Jethro grew up in Collingwood, Melbourne which he once likened to London’s Croydon - “inner-city bleugh,” he said. Desperate for excitement - and a strong need to “get outta Collingwood” he upped sticks and moved to Stoke Newington, where he stayed with a friend of his mother’s and pursued a career in music, acting and modelling. Not that he found it easy. “You people [Brits] aren’t so friendly,” he told ES Magazine at the time.
Despite his initial loneliness, he quickly became a fashion muse, winning modelling contracts with major brands like Balenciaga and Lou Dalton. Critically acclaimed photographer and ex creative director of Dior Homme, Hedi Slimane, was so taken by Jethro that he arranged a photoshoot with him after their first meeting. “The scion of legendary rocker Nick Cave surfaced on the scene last year with an impossible-to-miss look,” fashion experts proclaimed at the time. “Namely, his half-shaved/half-long-locked coif that mimics it-girl Alice Dellal.” He was tipped for big things.
He hadn’t found where he belonged. He seemed vulnerable
Even though they were now in the same country, Jethro still didn’t see his father much in his early 20s. In fact, he said in 2012 that he felt he couldn’t invite him to his gigs. “In a dirty warehouse? I don’t think he’d go down well with that. I try to segregate myself from that as much as I can.” He added: “We’re both very busy so we don’t get to see as much of each other as we probably should”, but said he thought of his father as a “very intelligent, talented man.”
A source, who’d like to remain anonymous, tells the Standard that despite his clear creativity and spirited nature, Jethro had a vulnerability to him that was clear at that time. “He was intelligent and trying to make his way in the world but it seemed he didn’t really have a scene in London. He hadn’t found where he belonged. He seemed vulnerable.”
In 2012 Jethro was dropped from an Australian fashion show due to ‘erratic behaviour’ at a rehearsal that had ‘concerned’ other models. He laughed it off at the time but his fashion career nosedived and he moved back to Australia. There, in 2018, he was jailed for a series of violent assaults on his girlfriend. The court heard how he had screamed: “I’m going to murder you” three times while holding down his then-girlfriend. He was ordered to undergo treatment for substance abuse and issued with a restraining order.
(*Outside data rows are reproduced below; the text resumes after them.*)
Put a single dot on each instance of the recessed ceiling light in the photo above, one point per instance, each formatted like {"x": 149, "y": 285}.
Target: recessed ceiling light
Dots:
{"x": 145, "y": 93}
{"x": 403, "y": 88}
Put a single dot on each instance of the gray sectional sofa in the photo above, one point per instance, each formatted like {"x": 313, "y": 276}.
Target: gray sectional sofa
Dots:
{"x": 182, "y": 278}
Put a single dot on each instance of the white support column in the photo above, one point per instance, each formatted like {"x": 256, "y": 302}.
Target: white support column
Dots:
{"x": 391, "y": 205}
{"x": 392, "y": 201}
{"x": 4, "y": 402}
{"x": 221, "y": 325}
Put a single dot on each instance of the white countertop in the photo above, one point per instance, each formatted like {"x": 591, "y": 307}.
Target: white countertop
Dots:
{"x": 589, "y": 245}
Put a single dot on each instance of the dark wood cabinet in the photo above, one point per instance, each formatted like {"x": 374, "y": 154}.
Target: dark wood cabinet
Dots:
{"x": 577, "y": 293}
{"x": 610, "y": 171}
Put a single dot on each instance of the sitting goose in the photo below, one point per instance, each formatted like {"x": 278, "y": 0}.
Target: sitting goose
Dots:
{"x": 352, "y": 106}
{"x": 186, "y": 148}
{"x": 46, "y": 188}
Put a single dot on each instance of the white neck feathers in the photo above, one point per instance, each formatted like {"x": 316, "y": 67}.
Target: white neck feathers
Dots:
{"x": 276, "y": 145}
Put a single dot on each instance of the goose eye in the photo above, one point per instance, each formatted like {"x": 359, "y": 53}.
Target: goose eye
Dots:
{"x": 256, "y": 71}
Two days before he died Jethro had kneed his mother in the face during a row over cigarettes, leaving her ‘bruised and bleeding’. His lawyer Sean Ghattas, said that he had been diagnosed with schizophrenia, which had affected his judgement.
After the death of his son Arthur, in 2015, Nick Cave spoke openly and poignantly about his grief. He and wife Susie Cave had to leave Brighton for LA after Arthur’s death. “It’s too many memories, really. We’ve really tried. But it’s just beyond us, in a way, to remain.” But later he wrote that he’d been able to find some goodness in his pain. “We found grief contained many things — happiness, empathy, commonality, sorrow, fury, joy, forgiveness, combativeness, gratitude, awe, and even a certain peace. For us, grief became an attitude, a belief system, a doctrine — a conscious inhabiting of our vulnerable selves, protected and enriched by the absence of the one we loved and that we lost.”
Now that the second of his four sons have died, fans of Cave are at a loss at how he will cope.
Replying to a letter from a fan in 2018, who’d also suffered devastating loss, Cave said: “It seems to me that if we love, we grieve. Grief is the terrible reminder of the depths of our love and, like love, grief is non-negotiable.”